Именно сюда, едва дождавшись, когда часовая стрелка лениво проползёт от пятёрки к семи, и прибежал Аллен, в спешке забыв на кухонном столе заготовленные для предстоящего зрелища бутерброды и пирожки. Впрочем, вряд ли он о них вспомнит, когда это начнётся...
Солнце опускалось к горизонту, а небо, словно над ним работал в творческом поиске художник, окрашивалось в самые нежные и одновременно яркие тона, сочетая несочитаемое и превращая обыденное в удивительно прекрасное. А оранжерея менялась вместе с небом: изящные и простоватые, длинные и короткие, пышные и не очень, однотонные или разноцветные - венчики цветов окрашивались в цвет закатного солнца, а по земле тянулись и уходили в вечность причудливые, длинные тени, едва заметно трепещущие на ветру вместе с отбрасывающими их листьями, веточками и соцветиями. Передёрнулась багрянцем вода в прудике, загорелись алым цветы фрезии и вспыхнули кровью бутоны роз, заискрилась солнечными бликами вода, подающая из кувшина в фонтане, засверкали оставшиеся на листве после полива капли, а стекла оранжереи начали пускать солнечных зайчиков, ловя на свою прозрачную гладь уходящие к странно-желтому у земли небу солнечные лучи.
Аллен стоял, затаив дыхание, и смотрел на эту красоту.
Божественную красоту, говорил экзорцист.
Безумную красоту, говорил Ной.
И только сам Аллен молчал, не в силах нарушить торжественную тишину, которую не нарушали даже птицы. Прощальную тишину ведь можно нарушить только плачем или криком "Вернись!", но зачем плакать, если солнце завтра взойдёт, а этот день, как ты его не проси вернуться, уже никогда не повторится?..
А прекрасное зрелище подходило к концу. Блекли краски, солнце ушло за дальние верхушки леса...

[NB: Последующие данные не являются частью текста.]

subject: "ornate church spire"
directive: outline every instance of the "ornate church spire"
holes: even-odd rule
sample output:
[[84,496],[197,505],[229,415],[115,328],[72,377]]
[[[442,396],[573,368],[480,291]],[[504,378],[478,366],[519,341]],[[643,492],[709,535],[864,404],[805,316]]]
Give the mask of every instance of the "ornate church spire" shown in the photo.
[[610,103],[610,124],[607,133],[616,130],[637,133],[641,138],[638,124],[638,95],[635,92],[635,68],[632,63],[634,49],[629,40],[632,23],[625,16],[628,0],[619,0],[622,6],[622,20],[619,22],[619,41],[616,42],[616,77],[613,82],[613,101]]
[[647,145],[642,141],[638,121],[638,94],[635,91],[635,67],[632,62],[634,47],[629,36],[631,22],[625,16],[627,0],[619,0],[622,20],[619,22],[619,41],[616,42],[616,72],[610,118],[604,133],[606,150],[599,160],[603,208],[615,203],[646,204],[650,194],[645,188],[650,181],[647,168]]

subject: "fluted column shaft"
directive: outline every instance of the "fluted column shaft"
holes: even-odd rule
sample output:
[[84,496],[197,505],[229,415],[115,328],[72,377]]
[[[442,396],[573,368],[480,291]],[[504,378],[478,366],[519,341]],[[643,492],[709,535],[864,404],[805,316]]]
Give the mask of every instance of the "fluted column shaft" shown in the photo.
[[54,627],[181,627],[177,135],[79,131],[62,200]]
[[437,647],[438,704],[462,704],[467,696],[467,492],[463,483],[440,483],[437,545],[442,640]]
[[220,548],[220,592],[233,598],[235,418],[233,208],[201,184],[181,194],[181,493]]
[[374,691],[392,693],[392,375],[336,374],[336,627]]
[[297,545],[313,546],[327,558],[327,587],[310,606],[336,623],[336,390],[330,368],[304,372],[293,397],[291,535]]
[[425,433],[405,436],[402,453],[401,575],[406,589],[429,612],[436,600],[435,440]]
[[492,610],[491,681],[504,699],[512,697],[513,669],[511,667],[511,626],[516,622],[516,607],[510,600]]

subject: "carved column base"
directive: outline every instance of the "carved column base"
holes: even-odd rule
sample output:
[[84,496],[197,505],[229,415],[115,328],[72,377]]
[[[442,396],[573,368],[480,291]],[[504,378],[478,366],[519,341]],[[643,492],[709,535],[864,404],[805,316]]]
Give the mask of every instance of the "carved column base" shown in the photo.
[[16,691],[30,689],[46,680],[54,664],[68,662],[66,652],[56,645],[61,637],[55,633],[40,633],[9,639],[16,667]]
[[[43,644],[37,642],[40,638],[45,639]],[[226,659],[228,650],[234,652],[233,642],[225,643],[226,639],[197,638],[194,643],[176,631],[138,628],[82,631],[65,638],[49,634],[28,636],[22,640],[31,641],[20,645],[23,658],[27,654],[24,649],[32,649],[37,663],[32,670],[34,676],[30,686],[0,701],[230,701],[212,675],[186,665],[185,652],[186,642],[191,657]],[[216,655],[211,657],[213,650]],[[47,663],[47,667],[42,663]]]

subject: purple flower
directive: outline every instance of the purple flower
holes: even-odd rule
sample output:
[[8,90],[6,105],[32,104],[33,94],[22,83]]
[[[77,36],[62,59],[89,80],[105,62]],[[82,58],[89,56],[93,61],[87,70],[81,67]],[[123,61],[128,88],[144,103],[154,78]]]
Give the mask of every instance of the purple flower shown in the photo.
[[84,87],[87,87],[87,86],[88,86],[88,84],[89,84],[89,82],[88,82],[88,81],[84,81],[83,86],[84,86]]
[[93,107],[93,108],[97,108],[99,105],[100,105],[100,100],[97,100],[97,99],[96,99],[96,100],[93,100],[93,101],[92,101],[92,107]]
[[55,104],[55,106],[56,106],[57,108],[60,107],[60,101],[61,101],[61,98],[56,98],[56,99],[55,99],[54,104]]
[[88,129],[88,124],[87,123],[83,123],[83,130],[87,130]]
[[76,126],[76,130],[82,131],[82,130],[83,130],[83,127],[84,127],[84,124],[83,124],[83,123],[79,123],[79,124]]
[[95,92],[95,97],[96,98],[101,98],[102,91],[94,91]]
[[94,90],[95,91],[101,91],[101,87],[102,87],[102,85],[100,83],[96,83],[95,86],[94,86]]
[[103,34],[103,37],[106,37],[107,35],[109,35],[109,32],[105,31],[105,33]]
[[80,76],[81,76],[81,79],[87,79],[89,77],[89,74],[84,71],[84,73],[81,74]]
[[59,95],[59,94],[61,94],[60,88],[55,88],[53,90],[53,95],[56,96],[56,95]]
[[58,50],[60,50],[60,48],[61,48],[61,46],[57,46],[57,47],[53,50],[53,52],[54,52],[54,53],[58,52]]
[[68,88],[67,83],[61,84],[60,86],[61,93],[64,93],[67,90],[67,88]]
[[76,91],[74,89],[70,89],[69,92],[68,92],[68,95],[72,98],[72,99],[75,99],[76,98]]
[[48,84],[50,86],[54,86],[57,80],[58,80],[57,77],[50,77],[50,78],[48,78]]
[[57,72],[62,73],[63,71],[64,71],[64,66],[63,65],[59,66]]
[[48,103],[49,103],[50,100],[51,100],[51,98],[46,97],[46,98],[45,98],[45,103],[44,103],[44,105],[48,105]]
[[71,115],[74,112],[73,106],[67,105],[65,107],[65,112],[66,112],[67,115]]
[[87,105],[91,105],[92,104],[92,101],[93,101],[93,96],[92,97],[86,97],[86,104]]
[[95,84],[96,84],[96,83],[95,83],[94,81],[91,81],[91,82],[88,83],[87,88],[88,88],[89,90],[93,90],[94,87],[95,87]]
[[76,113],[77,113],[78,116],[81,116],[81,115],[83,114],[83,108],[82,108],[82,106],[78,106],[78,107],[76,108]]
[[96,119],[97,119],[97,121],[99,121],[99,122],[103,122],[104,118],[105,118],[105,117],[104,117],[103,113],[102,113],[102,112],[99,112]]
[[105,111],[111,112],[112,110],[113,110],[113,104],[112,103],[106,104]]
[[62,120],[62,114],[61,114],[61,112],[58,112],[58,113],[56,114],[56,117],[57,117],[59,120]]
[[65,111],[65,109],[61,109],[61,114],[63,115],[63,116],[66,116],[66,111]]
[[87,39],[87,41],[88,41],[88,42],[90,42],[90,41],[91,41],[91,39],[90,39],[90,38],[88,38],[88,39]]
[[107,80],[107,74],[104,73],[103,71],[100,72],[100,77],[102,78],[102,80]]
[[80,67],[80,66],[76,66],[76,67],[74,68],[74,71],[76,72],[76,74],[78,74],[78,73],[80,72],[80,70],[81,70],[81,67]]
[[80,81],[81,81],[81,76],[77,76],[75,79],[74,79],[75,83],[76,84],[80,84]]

-Как недолговечна красота, не правда ли?
Аллен обернулся только из приличия - этот голос он мог узнать когда угодно и где угодно. Тикки.
-Закат вечен, - возразил он. - Солнце существовало задолго до появления человека, и оно всегда восходило и заходило. И так будет, когда человек исчезнет...
-Но тогда уже никто не будет способен оценить красоту заката, - парировал Ной. - И никто из живущих после человека не сможет ощутить его ценности, ведь каждый закат - единственный в своём роде, как, впрочем, и снежинки, и рассветы...
Аллен не стал спорить. Да и зачем? Они оба правы, хотя и говорят о совершенно разных вещах...
Тикки снял пиджак и расстелил его на всё ещё мокрой траве. Когда Ной сел, Аллен подошел и примостился рядом, ощущая под рукой уходящее тепло, провёл по тёмной ткани, едва заметно пахшей табаком. Не дешёвым табаком из сигарет и самокруток, которые имела обыкновение курить Светлая сторона Тикки, а дорогим, в какой-то степени даже приятным табаком сигар, которые легко мог себе позволить Удовольствие Ноя.
-Замёрз? - спросил Тикки, глядя на странно сжавшегося мальчика.
Вместо ответа тот молча прижался к нему, глядя своими большими серыми глазами на поросль напротив.
Почему-то Аллену казалось, что Тикки знает название каждого цветка, каждого куста, каждого деревца, растущего в оранжерее или в саду. А может быть, даже язык цветов... Вот только спрашивать об этом не хотелось, и когда тёплые губы невесомо коснулись его шеки, он не стал отстраняться, отыскивая взглядом, о чем бы спросить, а развернулся и обвил руками шею Ноя, запрокинув голову и подставляя под поцелуи шею.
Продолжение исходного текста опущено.